Time is running out for Ohio Republicans who want to change the state’s renewable energy standards, and a battle with Gov. John Kasich over what those changes might look like remains.
Ohio’s renewable energy standards, dating back to 2008, require utility companies to incorporate an increasing percentage of wind, solar and other renewable resources into their electricity supply.
But legislation passed in 2014 put a two-year freeze on the gradual increase to form a committee to take a closer look at modifications to the renewable standards. The standards go back into effect at the beginning of 2017.
“I am not certain given the limited number of days left in the session, which will not resume until after Nov. 8 and will adjourn before Christmas, that we will be able to get something through,” Sen. Bill Seitz, R-Hamilton County, said.
Seitz introduced a bill in April to put another three-year freeze on the standards to wait and see how potential federal mandates from the Obama Administration’s Clean Power Act, which is working its way through a federal appeals court, would affect state renewable standards.
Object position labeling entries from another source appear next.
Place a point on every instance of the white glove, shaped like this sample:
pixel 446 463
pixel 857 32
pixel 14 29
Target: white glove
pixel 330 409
The bill, SB 320, hasn’t moved from its senate committee to be voted on due to lawmaker disagreements on how long another freeze should be or if there should be a freeze at all. Kasich has indicated he would veto any bill that called for an indefinite halt to the standards.
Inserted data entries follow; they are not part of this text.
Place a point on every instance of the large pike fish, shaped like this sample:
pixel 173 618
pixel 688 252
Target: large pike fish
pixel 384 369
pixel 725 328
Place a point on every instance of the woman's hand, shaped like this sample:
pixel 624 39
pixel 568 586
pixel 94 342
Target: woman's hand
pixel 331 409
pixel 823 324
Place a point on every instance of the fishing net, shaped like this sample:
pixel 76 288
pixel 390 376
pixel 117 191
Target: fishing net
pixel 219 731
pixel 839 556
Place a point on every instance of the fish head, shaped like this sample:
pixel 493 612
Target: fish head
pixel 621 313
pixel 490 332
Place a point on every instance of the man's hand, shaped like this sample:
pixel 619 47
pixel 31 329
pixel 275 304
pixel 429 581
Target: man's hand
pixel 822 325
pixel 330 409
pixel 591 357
“The trends in the (renewable) marketplace out there are not going to wait for us,” Trish Demeter with the Ohio Environmental Council said. “They’re not going to wait for Ohio to set the right policy to take advantage of all those market trends. Other states are going to pass us by.”
Another standards freeze shouldn’t be put in place because utility companies have already easily been meeting the yearly standards before the first standards freeze in 2014, Demeter said.
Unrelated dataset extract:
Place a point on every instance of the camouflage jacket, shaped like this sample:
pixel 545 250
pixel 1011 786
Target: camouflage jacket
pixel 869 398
In an effort to move the bill through the legislature faster, Seitz has been circulating a substitute bill that wouldn’t call for a freeze, but instead would make the renewable standards voluntary for utility companies until 2020.
Rep. Ron Amstutz, R-Wooster, who introduced a related bill that would eliminate the mandated standards, said compromise between the Kasich administration, special interests and lawmakers is necessary to change the standards before it goes back into effect.